GKEPhalanxClusterService#

class phalanx.services.cluster.GKEPhalanxClusterService(kubernetes_storage)#

Bases: object

Kubernetes operations on a GKE Phalanx cluster.

These operations are not in the EnviromentService because:

  • They do not necessarily correspond 1-1 to a Phalanx enviroment.

  • They are often part of tasks that involve multiple clusters, so passing an explicit context is less error prone, and allows the operations to be automated without having to manually change the kubectl current context.

  • Some of the operations are specific to Google Cloud GKE clusters, like waiting for an associated cloud load balancer to be destroyed when converting a Service from LoadBalancer to ClusterIP.

For example, when recovering a GCP cluster from backups while the old cluster still exists, you will need to work with two clusters, both of which are associated with the same environment.

Parameters:

kubernetes_storage (KubernetesStorage) – Interface to direct Kubernetes object manipulation.

Methods Summary

pause_sasquatch_kafka_reconciliation()

Pause Strimzi reconciliation of the Sasquatch Kafka cluster.

release_service_ips()

Release all IPs on LoadBalancer Services for all Phalanx apps.

restore_service_ips()

Restore all IPs on LoadBalancer Services for all Phalanx apps.

resume_cronjobs()

Resume all CronJobs in all Phalanx apps.

resume_sasquatch_kafka_reconciliation()

Resume Strimzi reconciliation of the Sasquatch Kafka cluster.

scale_down_workloads()

Scale down (almost) all Phalanx workloads.

scale_up_workloads()

Scale up (almost) all Phalanx workloads to their previous counts.

suspend_cronjobs()

Suspend all CronJobs in all Phalanx apps.

Methods Documentation

pause_sasquatch_kafka_reconciliation()#

Pause Strimzi reconciliation of the Sasquatch Kafka cluster.

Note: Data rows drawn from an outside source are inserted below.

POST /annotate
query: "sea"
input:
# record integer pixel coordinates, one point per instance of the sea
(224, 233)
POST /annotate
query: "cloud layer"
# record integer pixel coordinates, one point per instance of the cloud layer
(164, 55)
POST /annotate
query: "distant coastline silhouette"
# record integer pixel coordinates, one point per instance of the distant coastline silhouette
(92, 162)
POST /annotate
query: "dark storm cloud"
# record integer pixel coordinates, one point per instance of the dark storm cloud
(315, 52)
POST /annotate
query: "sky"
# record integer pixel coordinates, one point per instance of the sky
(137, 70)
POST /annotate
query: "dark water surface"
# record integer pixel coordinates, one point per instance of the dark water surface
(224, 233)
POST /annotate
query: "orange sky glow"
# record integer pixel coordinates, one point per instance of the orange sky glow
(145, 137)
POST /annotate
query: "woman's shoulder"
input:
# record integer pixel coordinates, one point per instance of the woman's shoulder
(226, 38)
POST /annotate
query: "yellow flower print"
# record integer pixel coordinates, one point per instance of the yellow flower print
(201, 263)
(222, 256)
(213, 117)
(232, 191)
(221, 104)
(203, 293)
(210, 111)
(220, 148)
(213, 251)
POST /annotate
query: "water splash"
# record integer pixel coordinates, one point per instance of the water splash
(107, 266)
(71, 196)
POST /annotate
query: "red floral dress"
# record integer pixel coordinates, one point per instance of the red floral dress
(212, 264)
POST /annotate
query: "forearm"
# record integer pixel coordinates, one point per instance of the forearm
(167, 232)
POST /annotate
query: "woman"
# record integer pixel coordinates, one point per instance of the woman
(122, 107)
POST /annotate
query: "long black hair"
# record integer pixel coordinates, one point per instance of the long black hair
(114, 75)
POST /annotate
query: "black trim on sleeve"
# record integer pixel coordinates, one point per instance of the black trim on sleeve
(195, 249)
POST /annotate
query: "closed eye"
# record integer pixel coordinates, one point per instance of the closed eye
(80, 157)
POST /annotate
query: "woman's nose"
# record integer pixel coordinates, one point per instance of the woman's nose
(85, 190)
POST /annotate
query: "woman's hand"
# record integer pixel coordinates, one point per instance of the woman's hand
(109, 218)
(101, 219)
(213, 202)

During some recovery operations, we want to modify resources that are managed by the Strimzi operator. The Strimzi operator will automatically revert any changes we make, so we have to pause Strimzi reconciliation if we want our changes to persist.

https://strimzi.io/docs/operators/latest/full/deploying#proc-pausing-reconciliation-str

Return type:

None

release_service_ips()#

Release all IPs on LoadBalancer Services for all Phalanx apps.

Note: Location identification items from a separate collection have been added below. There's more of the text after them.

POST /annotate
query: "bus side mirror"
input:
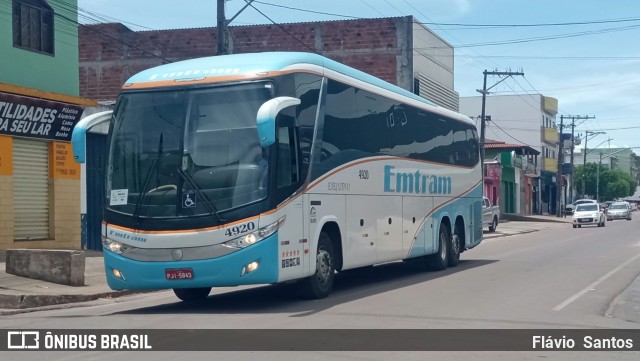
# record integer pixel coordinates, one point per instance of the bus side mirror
(266, 118)
(79, 134)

This will clear any spec.loadBalancerIPs, then change the Service type from LoadBalancer to ClusterIP, then back to LoadBalancer.

This can be used when recovering a Phalanx cluster to another GKE cluster while the old cluster is still running.

Returns:

A list of Services with refreshed IPs.

Return type:

list[Service]

Raises:

InvalidLoadBalancerServiceStateError – If the workload resource does not have exactly one of spec.loadBalancerIP or an annotation for the previous loadBalancerIP set.

restore_service_ips()#

Restore all IPs on LoadBalancer Services for all Phalanx apps.

This is only intended to be run after a release operation because it depends on an annotation set during that operation.

Raises:

InvalidLoadBalancerServiceStateError – If the workload resource does not have exactly one of spec.loadBalancerIP or an annotation for the previous loadBalancerIP set.

Return type:

list[Service]

resume_cronjobs()#

Resume all CronJobs in all Phalanx apps.

Return type:

None

resume_sasquatch_kafka_reconciliation()#

Resume Strimzi reconciliation of the Sasquatch Kafka cluster.

https://strimzi.io/docs/operators/latest/full/deploying#proc-pausing-reconciliation-str

Return type:

None

scale_down_workloads()#

Scale down (almost) all Phalanx workloads.

During cluster rebuilds when there is an old and a new cluster, certain workloads can’t be running in both clusters at the same time, or else state external to the cluster could be corrupted.

We’ll leave ArgoCD running so the scaled-down cluster can still be inspected.

Raises:

InvalidScaleStateError – If the workload resource has a previous replica count annotation, but its current replica count is not zero.

Return type:

None

scale_up_workloads()#

Scale up (almost) all Phalanx workloads to their previous counts.

This is only intended to be run after a scale down operation.

Raises:

InvalidScaleStateError – If the workload resource has a previous replica count annotation, but its current replica count is not zero.

Return type:

None

suspend_cronjobs()#

Suspend all CronJobs in all Phalanx apps.

Return type:

None